Painting the base I will be using three colors Burnt umber, burnt Sienna and white. One thing I recommend is writing down your colors you use as you will have to repeat the process six more times when the other kits become available.


----------



## sg-99 (Jan 11, 2009)

For the rope I went with a nylon type rope easier to work with and more realistic looking to what it look like in the show. Once I get the rope the way i want it I will take the end of the rope and attach it to back of utility belt as he looks like he is pulling it out. For the base Burnt umber base coat, next was burnt sienna basically dry brushed then the final step will be a burnt umber and touch of white dry brushed for the Highlights.


----------



## sg-99 (Jan 11, 2009)

Today finishing off The Contaminated Cowl Batman, with a little white in with the burnt Umber I dry brushed ever so lightly to pick out the highlights on the base which is almost invisible in pictures but noticeable in person. Got the Bat Rope where I want it and added a drop of super glue to the end and attach it to one of his Utility belt pouches. Finally for the Bat emblem and Belt Buckle I used the kit supplied stickers not the decals as I wanted to see how they look and they are very nice on the model and a shot of a sealer will keep them on for a very long time.

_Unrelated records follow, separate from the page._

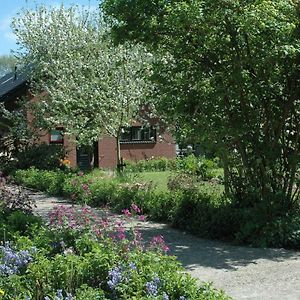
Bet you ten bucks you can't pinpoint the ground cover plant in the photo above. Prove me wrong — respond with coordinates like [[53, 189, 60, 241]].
[[0, 176, 229, 300], [11, 163, 300, 249]]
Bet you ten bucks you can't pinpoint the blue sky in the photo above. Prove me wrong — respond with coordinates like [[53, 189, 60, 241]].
[[0, 0, 99, 55]]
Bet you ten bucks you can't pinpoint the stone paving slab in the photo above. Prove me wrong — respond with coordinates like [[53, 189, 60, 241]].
[[15, 186, 300, 300]]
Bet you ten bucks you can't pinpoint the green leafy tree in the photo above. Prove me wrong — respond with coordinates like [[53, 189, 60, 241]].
[[103, 0, 300, 214], [12, 6, 151, 168]]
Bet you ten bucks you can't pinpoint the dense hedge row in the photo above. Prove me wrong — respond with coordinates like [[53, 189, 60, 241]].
[[0, 184, 229, 300], [15, 169, 300, 249]]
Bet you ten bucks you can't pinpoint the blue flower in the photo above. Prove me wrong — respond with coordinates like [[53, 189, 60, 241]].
[[129, 262, 136, 270], [107, 267, 123, 290], [0, 243, 32, 276]]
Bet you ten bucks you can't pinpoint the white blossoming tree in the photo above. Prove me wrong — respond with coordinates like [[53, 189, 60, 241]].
[[12, 6, 151, 169]]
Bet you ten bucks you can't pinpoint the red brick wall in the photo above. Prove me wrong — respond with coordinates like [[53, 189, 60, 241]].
[[99, 133, 176, 168]]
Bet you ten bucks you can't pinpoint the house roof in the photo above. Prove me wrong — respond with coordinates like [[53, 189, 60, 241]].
[[0, 68, 29, 102]]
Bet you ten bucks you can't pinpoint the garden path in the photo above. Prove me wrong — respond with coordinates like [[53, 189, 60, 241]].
[[29, 191, 300, 300]]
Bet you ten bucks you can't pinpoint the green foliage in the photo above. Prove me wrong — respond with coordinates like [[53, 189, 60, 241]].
[[125, 155, 218, 180], [14, 168, 71, 195], [12, 5, 151, 149], [0, 193, 229, 300], [12, 169, 300, 249], [0, 55, 17, 77]]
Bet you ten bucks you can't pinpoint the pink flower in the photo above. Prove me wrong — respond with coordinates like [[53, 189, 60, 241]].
[[117, 232, 126, 240], [122, 208, 131, 217], [138, 215, 146, 221], [131, 203, 142, 214], [82, 183, 89, 191], [150, 235, 170, 252]]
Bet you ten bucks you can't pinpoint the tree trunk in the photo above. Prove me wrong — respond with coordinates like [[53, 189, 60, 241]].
[[116, 135, 123, 172]]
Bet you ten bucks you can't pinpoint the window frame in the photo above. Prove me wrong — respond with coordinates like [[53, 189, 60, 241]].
[[120, 126, 157, 144], [49, 127, 64, 145]]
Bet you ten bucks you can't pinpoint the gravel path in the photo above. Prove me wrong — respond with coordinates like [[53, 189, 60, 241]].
[[25, 192, 300, 300]]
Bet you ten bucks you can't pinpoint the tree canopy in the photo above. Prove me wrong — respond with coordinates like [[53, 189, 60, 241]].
[[13, 6, 151, 150], [103, 0, 300, 211]]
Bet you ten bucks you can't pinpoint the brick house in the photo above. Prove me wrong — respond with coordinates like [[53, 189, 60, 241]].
[[0, 71, 176, 169]]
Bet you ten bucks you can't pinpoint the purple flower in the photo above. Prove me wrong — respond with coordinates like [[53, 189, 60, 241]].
[[131, 203, 142, 214], [0, 243, 32, 276], [163, 292, 170, 300], [107, 267, 123, 290], [54, 290, 64, 300], [146, 281, 158, 296]]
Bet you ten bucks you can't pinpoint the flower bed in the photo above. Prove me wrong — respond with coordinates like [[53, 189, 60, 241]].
[[0, 182, 228, 300]]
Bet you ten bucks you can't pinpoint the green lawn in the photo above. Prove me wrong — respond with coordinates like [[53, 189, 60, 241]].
[[137, 171, 171, 192]]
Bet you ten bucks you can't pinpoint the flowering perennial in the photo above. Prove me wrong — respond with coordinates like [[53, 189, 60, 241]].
[[0, 243, 32, 276]]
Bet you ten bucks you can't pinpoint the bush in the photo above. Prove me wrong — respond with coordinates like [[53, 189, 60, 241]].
[[16, 144, 66, 170], [14, 167, 71, 196], [12, 169, 300, 249], [125, 155, 219, 180], [0, 206, 229, 300]]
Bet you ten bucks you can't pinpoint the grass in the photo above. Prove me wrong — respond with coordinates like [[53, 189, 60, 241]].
[[136, 171, 174, 192], [82, 169, 224, 194], [136, 169, 224, 194]]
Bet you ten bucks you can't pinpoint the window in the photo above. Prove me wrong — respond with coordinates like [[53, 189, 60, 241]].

Outstanding kit, fun Factor off the charts and I Highly recommend this kit to any modeler of every skill and age!

Brad Hair


----------



## StyreneDude (Nov 16, 2012)

Love the contaminated cowl version!

Good idea too about writing down the colors used on the bases...I did the same thing.


----------



## Highlander242 (Nov 26, 2014)

I like the idea of the pink cowl.


----------



## scooke123 (Apr 11, 2008)

The contaminated cowl is surely a different look! I never thought about saving the base colors - great tip!!!


----------